On a related note, those "revived DC title" Blackest Night books, the one-shots that pick up the numbering from where those titles ended years ago...boy, we did not order enough of those. I even bumped the orders up a smidgen when it came time to do the weekly order adjustments through our distributor. We really weren't sure how these would do, and we guessed on the side of caution, assuming (well, hoping) that they'd be available for reorder. Which they are, thank goodness. All we have left at the moment is a couple of copies of Catwoman #83, and I'm sure those won't last long.

Another title that's doing surprisingly well and has nothing to do with Blackest Night is the new Punishermax series. Jason Aaron's writing some very pared-down and brutal comics, and having Steve Dillon back on the art makes it feel like Garth Ennis never left the title. I don't like even giving the impression that I'm implying that one writer is aping another's style, and I'm really not trying to. But the pacing, the dialogue, and yes, Dillon's art makes it very much of a kind with Ennis' early work on the character. It has more to do with the similar storytelling strategies involved, I think, knocking away all the excess to get to the basics of the character, and thus Aaron and Ennis can't help but appear to have similar voices.

Anyway, good comic.
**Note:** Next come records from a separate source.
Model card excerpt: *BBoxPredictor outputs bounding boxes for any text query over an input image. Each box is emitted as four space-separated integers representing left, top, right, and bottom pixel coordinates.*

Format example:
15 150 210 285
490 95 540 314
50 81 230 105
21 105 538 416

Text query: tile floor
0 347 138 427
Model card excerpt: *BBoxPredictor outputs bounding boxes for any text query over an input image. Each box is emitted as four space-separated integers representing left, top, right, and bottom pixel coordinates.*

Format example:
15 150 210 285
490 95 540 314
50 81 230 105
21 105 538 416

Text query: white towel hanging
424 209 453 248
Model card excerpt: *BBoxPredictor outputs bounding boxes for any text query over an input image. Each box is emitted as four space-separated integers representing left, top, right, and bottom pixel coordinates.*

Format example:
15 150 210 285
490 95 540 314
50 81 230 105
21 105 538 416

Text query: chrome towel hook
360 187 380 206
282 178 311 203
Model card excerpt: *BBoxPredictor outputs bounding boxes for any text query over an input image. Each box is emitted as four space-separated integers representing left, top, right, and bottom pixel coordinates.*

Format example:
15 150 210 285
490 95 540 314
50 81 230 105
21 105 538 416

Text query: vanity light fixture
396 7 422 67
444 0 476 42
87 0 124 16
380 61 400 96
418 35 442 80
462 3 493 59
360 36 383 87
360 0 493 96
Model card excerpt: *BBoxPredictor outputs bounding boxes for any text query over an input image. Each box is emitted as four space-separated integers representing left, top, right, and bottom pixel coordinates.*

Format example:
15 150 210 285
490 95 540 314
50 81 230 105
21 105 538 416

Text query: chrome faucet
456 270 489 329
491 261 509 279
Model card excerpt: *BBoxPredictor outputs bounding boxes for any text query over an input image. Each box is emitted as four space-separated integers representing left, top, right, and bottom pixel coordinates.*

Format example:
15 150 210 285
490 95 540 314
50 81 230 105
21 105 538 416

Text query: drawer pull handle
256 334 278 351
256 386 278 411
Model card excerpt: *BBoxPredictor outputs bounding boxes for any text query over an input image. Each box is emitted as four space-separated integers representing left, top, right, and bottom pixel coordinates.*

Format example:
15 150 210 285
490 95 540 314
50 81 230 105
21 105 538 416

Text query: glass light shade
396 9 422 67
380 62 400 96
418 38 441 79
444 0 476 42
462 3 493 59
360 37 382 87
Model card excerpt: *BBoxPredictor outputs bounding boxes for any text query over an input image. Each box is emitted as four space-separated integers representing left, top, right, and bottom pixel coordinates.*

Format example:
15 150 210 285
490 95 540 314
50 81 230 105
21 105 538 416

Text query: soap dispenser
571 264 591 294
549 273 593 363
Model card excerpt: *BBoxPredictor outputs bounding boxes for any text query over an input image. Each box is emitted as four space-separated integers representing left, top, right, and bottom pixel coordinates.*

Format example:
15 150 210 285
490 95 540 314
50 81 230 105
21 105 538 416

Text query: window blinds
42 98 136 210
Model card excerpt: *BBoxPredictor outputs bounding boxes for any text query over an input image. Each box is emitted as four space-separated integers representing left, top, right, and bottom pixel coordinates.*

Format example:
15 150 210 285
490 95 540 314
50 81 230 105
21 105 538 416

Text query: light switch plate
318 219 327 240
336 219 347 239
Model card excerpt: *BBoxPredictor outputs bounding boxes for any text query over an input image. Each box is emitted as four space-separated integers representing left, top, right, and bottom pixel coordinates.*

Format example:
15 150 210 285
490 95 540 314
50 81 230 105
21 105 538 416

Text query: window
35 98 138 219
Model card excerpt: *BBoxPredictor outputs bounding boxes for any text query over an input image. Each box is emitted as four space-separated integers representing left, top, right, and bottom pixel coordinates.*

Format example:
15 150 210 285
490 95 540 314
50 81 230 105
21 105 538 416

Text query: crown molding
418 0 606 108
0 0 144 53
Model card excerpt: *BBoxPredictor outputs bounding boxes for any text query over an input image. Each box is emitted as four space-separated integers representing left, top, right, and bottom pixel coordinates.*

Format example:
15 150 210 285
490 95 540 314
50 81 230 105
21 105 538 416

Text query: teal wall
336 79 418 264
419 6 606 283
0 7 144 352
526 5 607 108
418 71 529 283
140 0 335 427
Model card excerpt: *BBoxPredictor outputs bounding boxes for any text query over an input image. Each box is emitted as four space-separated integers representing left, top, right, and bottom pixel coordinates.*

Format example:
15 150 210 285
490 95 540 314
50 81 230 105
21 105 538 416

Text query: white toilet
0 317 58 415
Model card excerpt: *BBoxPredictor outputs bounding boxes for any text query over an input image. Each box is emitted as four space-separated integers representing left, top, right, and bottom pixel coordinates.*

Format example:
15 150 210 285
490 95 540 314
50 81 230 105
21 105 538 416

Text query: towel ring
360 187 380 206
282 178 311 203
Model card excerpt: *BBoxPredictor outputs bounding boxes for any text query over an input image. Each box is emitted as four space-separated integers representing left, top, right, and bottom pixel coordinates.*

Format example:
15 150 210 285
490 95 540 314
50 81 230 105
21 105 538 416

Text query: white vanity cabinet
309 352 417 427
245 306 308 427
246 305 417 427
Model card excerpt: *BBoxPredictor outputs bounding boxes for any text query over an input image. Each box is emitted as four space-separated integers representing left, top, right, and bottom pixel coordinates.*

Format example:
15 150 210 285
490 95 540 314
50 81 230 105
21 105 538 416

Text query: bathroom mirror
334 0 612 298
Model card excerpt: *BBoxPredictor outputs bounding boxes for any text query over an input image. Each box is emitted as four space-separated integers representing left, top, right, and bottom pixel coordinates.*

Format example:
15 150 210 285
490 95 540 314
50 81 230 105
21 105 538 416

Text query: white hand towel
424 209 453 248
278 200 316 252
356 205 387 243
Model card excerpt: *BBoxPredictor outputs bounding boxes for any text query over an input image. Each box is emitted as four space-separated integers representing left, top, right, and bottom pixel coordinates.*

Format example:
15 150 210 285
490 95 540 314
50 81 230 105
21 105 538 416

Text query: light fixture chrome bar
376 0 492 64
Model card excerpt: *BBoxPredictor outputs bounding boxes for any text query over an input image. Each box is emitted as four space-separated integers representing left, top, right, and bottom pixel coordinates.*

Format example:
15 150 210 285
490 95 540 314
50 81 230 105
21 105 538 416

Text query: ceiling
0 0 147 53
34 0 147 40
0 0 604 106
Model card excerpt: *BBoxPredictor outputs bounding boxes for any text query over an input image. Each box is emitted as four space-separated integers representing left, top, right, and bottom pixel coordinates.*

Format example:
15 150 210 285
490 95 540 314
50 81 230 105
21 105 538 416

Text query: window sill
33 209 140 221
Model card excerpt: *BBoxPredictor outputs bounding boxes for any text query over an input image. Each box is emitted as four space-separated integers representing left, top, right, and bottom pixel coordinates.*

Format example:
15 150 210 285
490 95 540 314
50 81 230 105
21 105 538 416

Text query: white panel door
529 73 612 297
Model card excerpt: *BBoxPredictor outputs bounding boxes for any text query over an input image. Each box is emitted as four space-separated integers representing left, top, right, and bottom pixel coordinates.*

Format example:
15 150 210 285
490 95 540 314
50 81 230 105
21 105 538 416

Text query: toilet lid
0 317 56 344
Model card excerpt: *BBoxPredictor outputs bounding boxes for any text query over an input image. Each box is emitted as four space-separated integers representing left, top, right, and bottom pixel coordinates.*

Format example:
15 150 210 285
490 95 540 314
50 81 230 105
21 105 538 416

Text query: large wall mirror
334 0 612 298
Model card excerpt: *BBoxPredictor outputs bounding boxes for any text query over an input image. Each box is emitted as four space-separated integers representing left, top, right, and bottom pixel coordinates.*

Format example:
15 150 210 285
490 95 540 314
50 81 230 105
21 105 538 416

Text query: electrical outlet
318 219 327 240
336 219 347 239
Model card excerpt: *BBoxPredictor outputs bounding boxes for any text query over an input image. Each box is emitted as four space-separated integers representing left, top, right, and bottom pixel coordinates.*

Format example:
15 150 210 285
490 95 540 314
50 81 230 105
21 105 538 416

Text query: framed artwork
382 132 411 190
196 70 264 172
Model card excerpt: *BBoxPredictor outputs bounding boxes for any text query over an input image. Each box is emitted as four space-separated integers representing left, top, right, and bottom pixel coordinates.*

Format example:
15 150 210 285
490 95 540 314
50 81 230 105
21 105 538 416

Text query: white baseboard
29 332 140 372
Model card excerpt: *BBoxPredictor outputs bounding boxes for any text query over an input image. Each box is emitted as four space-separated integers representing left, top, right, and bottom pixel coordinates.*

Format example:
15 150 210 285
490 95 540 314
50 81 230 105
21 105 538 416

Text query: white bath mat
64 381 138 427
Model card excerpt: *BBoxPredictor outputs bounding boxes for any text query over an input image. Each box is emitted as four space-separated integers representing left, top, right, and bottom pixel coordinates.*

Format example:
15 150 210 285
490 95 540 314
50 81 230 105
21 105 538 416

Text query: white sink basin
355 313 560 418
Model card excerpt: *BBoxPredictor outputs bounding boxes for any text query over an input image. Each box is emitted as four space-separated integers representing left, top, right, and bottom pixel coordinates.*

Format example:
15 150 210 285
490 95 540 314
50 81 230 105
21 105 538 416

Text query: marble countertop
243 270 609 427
And with Rick Remender's "Frankencastle" storyline in the other series, that makes two good Punisher comics on the stands! Whaddaya know?



In other news, pal Dorian has been running a series on his site called the Paperback Book Club, where he posts a cover of a paperback book from his collection and talks a little bit about it.

For his One Hundredth Installment, he asked for book contributions and brief descriptions from readers and friends, resulting in this epic entry. Yes, I submitted a book...a novel I've read and reread countless times since first discovering it in a library in 1981, and buying my own copy in 1982. It's kinda dopey, but I love it anyway. And this would make the second time I've done a book report on it...the first being in Mrs. Smithro's 8th grade English class.